With no taxes paid, the company reported a loss of $5 million versus a loss of $1.8 million a year ago or a loss of $0.14 per share versus a $0.06 per share loss. On a non-GAAP basis the loss per share was $0.06 flat with a year ago. In this number we have taken out stock based compensation and one-time expenses. Average shares outstanding for the quarter were 34.5 million, up 20% from a year ago. Fully diluted shares using the treasury stock method were 44.5 million versus 28.8 million, an increase of 27%.
Dispute With Its Convertible Note Holders
ShiftPixy has been the victim of toxic financing, which has knocked down its stock price and greatly increased dilution.
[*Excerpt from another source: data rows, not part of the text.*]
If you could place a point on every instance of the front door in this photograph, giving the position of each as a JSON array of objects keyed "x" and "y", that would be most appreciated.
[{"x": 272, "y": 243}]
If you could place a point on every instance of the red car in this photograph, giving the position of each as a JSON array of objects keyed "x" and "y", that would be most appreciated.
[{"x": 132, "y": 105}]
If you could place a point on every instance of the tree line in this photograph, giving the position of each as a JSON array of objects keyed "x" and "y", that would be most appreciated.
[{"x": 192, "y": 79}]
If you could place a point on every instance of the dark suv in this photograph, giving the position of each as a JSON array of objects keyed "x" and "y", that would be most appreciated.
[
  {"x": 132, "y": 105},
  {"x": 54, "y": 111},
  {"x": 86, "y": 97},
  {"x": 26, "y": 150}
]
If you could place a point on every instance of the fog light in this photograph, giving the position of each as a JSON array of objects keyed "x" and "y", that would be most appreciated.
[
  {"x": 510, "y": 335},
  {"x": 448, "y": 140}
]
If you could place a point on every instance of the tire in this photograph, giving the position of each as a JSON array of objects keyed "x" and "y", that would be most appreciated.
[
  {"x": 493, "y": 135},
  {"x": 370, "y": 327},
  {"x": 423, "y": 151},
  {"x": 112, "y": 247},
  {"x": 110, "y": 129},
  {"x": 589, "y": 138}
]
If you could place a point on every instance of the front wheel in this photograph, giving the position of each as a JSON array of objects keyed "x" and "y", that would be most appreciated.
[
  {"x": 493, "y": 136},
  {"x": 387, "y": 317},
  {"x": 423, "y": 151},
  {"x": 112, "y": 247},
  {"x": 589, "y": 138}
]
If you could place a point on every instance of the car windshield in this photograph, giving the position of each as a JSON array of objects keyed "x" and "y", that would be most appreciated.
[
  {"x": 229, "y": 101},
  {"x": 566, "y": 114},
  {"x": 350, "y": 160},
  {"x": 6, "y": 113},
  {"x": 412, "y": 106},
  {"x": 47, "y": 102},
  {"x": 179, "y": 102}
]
This has been driven by its new convertible note holders who have the incentive to drive down the stock price as they can convert more shares at a lower price down to floor of $0.31. On June 20, 2019, one note holder, Alpha Capital Anstalt, submitted a conversion notice to convert $310,000 of the principal of the note owned by Alpha into one million shares of common stock at the applicable conversion rate of $0.31 per share. The company refused to honor the conversion request. On June 27, 2019, ShiftPixy informed its convertible note holders that it would cease honoring conversion requests of those notes, forcing a voluntary default of the notes. The company believes that the conversions demanded and subsequent sales of the its common stock by the holders of the notes put extraordinary pressure on its stock price, which led to listing deficiency notices from NASDAQ.
Management is pursuing a renegotiation and amendment of the notes with the note holders in an effort to avoid litigation. The company requested to amend the terms of the notes and related agreements to remove the conversion features, and revise the cash amortization schedule to be more in alignment with the its improving cash flow, among other items. However on July 3, 2019, Alpha filed claim No. 19 CV 6199 in the United States District Court, Southern District of New York seeking preliminary injunctive relief against the ShiftPixy to immediately deliver one million shares of its common stock and to honor all future conversion requests duly submitted by Alpha in accordance with the terms of the notes. A court date is set for today, July 24, 2019 at 4:15 p.m. EDT. If the Alpha Capital cannot prove it has suffered irreparable harm, then it will need to file a suit and it would take at least a year until it is on a docket. If it can prove harm, ShiftPixy will appeal delaying the outcome for a few months and buying time to reach cash flow breakeven.